Web-App Overview
This application is a browser-based prototype for an interactive histopathology analysis tool. It allows users to explore, visualize, and simulate the processing of high-resolution tissue images directly within the browser. All operations are performed client-side, ensuring data privacy and speed without requiring any server-side infrastructure, plugins, or installations.
How To Use
- Select Sample: Use the dropdown menu to choose from a set of pre-defined synthetic tissue samples.
- Navigate the Image:
- Zoom: Use the mouse wheel or a two-finger pinch gesture on touch devices.
- Pan: Click and drag with the mouse or use a one-finger drag on touch devices.
- Choose Analysis: Select an analysis mode like "Cell Counting" or "Tumor Segmentation" from the second dropdown. The analysis will run automatically.
- Adjust Parameters (On-the-fly): Use the sliders to control parameters. The primary analysis slider (e.g., "Sensitivity", "Proximity") will update the analysis in real-time. It will be disabled if not applicable to the current mode.
- Toggle Overlays: Use the "Show Overlays" switch to hide or show the analysis results without re-running the process.
- Sonification: Enable the "Enable Sound" switch to hear auditory feedback corresponding to the analysis.
- Play Demo: Click the "Play Demo" button to see an automated tour of the tool's features. The demo starts automatically after 10 seconds of inactivity and stops when you interact with the page.
Technical Details
- Single-File Architecture: The entire application (HTML, CSS, JavaScript, and data) is contained within this single file for maximum portability and simplicity.
- Client-Side Processing: All image rendering and analysis simulations are performed by JavaScript running in your browser. No data ever leaves your computer.
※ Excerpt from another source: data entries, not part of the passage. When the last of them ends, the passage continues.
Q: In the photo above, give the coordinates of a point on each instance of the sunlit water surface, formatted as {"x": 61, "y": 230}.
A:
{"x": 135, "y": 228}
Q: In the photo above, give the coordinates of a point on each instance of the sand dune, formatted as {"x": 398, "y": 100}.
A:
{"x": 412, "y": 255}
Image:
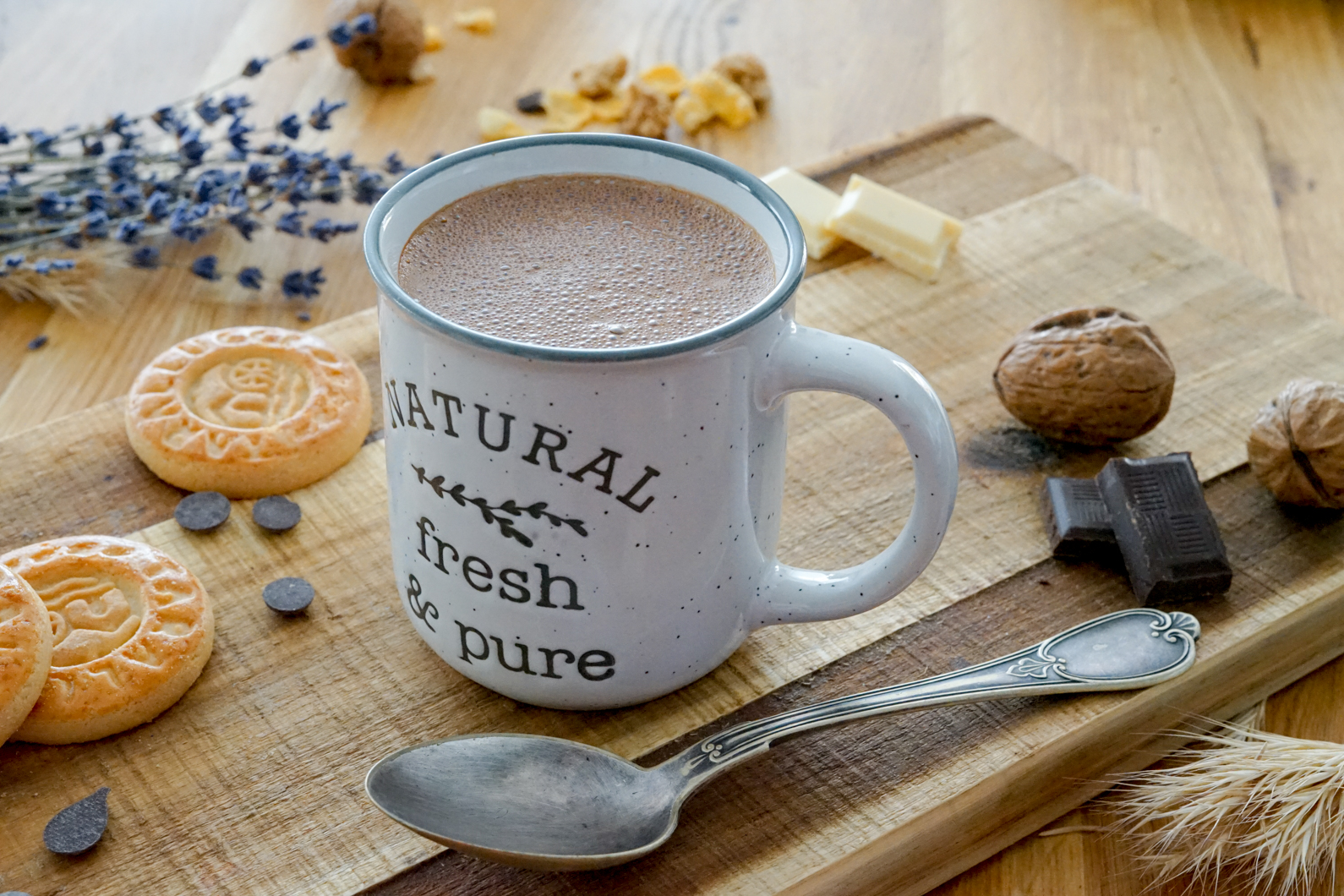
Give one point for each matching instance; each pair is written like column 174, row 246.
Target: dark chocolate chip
column 531, row 104
column 276, row 513
column 288, row 595
column 1077, row 517
column 202, row 512
column 79, row 827
column 1166, row 531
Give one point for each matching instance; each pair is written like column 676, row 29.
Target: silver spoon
column 557, row 805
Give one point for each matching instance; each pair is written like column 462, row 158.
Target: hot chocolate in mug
column 593, row 528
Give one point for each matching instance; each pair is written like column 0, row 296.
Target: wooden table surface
column 1221, row 117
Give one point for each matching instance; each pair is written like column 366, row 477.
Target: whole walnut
column 1090, row 375
column 1296, row 445
column 387, row 55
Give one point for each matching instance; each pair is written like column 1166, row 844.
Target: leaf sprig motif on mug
column 496, row 515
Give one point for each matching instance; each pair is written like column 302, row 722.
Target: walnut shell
column 1296, row 445
column 387, row 55
column 599, row 79
column 1090, row 375
column 648, row 113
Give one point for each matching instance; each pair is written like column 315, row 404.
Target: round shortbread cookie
column 248, row 412
column 25, row 650
column 132, row 631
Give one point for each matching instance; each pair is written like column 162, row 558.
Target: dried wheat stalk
column 1259, row 809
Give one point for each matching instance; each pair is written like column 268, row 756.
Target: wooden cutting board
column 253, row 782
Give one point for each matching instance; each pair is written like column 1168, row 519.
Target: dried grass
column 1259, row 811
column 77, row 291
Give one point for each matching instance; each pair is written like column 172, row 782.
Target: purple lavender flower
column 300, row 285
column 183, row 225
column 259, row 172
column 325, row 228
column 369, row 187
column 206, row 268
column 128, row 232
column 159, row 205
column 292, row 161
column 341, row 34
column 289, row 125
column 237, row 134
column 145, row 257
column 330, row 189
column 319, row 117
column 209, row 111
column 129, row 199
column 289, row 223
column 250, row 277
column 193, row 148
column 243, row 225
column 96, row 225
column 232, row 104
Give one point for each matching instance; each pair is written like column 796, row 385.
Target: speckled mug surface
column 593, row 528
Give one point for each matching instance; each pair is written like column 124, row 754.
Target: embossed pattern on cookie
column 25, row 650
column 132, row 629
column 248, row 412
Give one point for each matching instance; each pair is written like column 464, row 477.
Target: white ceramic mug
column 592, row 528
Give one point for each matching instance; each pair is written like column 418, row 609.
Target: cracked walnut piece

- Canvas Rendering: The tool uses two stacked HTML5
<canvas> elements. One renders the base image, and the other renders the analysis overlays. This improves performance by separating static and dynamic content.
- Synthetic Data: To avoid loading large image files and to keep the app self-contained, the histopathology "images" are procedurally generated from a JSON object embedded in the code.
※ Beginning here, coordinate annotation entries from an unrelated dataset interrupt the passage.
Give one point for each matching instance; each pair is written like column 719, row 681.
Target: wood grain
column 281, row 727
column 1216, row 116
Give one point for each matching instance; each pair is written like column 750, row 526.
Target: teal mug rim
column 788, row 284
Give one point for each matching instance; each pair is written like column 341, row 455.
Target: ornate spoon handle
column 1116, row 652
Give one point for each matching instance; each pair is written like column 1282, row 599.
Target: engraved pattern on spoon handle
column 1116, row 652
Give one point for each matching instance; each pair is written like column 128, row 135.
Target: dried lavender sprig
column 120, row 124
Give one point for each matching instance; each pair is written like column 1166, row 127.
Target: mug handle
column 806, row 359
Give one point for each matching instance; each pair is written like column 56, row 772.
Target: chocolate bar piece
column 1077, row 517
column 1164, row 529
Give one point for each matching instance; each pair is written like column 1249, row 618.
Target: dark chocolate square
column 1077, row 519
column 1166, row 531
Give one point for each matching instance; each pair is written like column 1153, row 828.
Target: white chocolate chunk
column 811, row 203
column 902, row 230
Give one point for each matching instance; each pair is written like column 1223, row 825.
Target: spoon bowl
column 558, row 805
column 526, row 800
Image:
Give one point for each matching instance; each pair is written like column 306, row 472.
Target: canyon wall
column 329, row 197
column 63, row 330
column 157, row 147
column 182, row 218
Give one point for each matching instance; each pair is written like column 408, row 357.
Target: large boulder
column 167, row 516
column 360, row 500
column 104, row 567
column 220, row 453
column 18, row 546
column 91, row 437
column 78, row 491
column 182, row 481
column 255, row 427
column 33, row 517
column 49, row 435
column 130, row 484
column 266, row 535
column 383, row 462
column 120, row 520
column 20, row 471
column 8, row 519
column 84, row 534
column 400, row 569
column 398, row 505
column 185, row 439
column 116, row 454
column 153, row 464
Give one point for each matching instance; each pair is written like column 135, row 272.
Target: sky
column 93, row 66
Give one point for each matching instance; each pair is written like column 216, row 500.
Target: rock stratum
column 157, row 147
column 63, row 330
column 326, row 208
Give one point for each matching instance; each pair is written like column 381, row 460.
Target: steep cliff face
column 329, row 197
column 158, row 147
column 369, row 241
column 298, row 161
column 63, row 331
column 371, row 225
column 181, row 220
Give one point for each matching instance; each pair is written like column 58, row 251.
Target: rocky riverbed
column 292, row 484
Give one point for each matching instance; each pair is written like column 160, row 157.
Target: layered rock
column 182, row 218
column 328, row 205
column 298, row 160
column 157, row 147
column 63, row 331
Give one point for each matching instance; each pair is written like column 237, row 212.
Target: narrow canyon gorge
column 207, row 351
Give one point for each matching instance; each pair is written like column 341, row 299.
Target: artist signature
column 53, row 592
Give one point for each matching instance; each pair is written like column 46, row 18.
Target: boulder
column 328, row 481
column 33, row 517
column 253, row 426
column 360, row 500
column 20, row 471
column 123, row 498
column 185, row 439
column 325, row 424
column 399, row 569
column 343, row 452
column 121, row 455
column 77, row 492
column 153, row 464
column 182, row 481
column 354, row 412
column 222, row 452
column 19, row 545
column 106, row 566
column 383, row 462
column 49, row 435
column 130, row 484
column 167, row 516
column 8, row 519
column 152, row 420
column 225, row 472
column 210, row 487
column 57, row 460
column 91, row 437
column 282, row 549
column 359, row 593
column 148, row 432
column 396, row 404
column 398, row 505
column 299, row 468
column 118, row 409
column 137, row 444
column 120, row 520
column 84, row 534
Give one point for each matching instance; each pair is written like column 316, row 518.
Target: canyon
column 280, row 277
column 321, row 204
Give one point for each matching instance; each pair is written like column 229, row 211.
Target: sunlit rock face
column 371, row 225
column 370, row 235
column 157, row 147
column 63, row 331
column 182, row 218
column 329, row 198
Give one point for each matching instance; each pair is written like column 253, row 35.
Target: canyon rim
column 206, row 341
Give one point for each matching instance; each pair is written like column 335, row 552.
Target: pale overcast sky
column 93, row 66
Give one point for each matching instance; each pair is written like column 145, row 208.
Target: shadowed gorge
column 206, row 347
- Interaction Model: The application supports mouse (wheel for zoom, drag for pan) and touch events (pinch for zoom, drag for pan).
- Sonification: The Web Audio API is used to generate simple sounds based on analysis results, providing multi-modal feedback.
- No Dependencies: The project is built with vanilla JavaScript, HTML, and CSS, without relying on any external frameworks.
Future Directions
This prototype serves as a foundation for a more powerful tool. Future enhancements could include:
- Real Image Support: Integration with libraries like OpenSeadragon to handle real, gigapixel-sized Whole Slide Images (WSIs).
- Machine Learning Integration: The modular analysis pipeline is designed to allow for the future integration of client-side machine learning models (using TensorFlow.js or ONNX.js) for more sophisticated, AI-driven analysis.
- Advanced Annotation Tools: Adding tools for users to manually draw regions of interest (ROIs), add labels, and correct automated analysis results.
- Data Export: Allowing users to export analysis results (e.g., cell counts, region areas) as a CSV or JSON file.
- 3D Visualization: Support for viewing and analyzing 3D imaging data, such as from confocal microscopy or serial sectioning.